What is a Post-tropical Cyclone?
NOAA’s National Hurricane Center defines a post-tropical cyclone as a former tropical cyclone. This generic term describes a cyclone that no longer possesses sufficient tropical characteristics to be considered a tropical cyclone. Post-tropical cyclones can continue carrying heavy rains and high winds. Note that former tropical cyclones that have become fully extratropical… as well as remnant lows…are two classes of post-tropical cyclones.
Douglas Ready to Cross a Line
NOAA’s Central Pacific Hurricane Center (CPHC) issued the final advisory on Douglas on July 29 at 11 a.m. EDT (5 a.m. HST/1500 UTC). Douglas had degenerated into a post-tropical low-pressure area about 1,135 miles (1,830 km) west-northwest of Honolulu, Hawaii. It was centered near latitude 24.7 degrees north and longitude 175.4 degrees west. The post-tropical cyclone is moving toward the west near 23 mph (37 kph).

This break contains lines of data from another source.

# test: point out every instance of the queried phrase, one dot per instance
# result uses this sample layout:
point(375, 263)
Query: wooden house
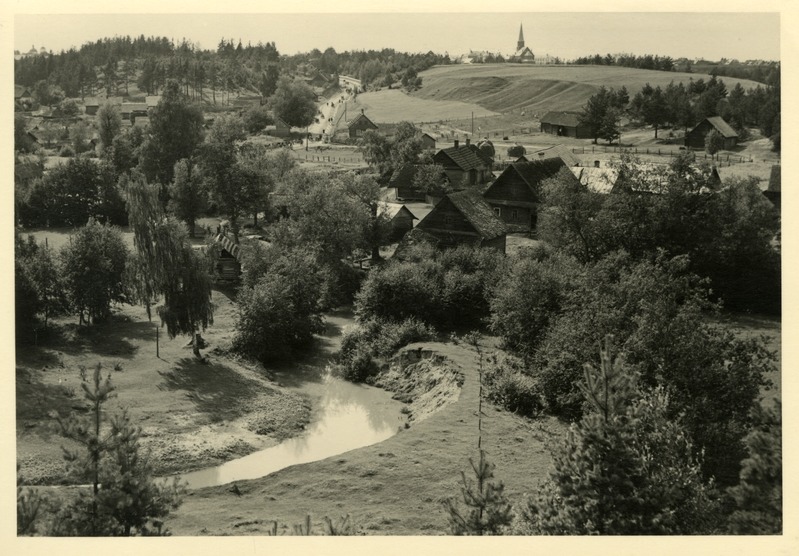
point(359, 124)
point(564, 124)
point(696, 137)
point(400, 217)
point(515, 195)
point(774, 191)
point(464, 218)
point(464, 165)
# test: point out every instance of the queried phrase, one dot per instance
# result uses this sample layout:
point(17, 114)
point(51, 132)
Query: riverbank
point(193, 414)
point(391, 488)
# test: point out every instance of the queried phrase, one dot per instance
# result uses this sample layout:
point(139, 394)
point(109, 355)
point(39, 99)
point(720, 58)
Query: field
point(539, 89)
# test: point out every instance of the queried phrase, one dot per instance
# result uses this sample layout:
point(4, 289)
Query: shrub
point(508, 386)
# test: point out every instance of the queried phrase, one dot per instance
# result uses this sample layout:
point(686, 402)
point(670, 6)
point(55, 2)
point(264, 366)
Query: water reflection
point(348, 416)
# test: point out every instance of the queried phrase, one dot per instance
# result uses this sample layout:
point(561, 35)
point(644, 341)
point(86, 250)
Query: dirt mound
point(424, 380)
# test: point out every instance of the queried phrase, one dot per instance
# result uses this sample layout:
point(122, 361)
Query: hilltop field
point(515, 87)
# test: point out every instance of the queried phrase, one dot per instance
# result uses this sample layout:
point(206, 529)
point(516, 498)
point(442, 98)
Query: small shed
point(359, 124)
point(696, 137)
point(564, 124)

Maximum sustained winds are near 35 mph (55 kph) with higher gusts.
Douglas’ remnants were expected to cross the International Date Line early on July 30, and it is expected to dissipate shortly after the crossing.
Established in 1884, the International Date Line passes through the mid-Pacific Ocean and generally follows a 180 degrees longitude north-south line on the Earth. East of the Date Line lies the central Pacific Ocean. West of the dateline is the western Pacific Ocean.
NASA Researches Tropical Cyclones
Hurricanes/tropical cyclones are the most powerful weather events on Earth. NASA’s expertise in space and scientific exploration contributes to essential services provided to the American people by other federal agencies, such as hurricane weather forecasting.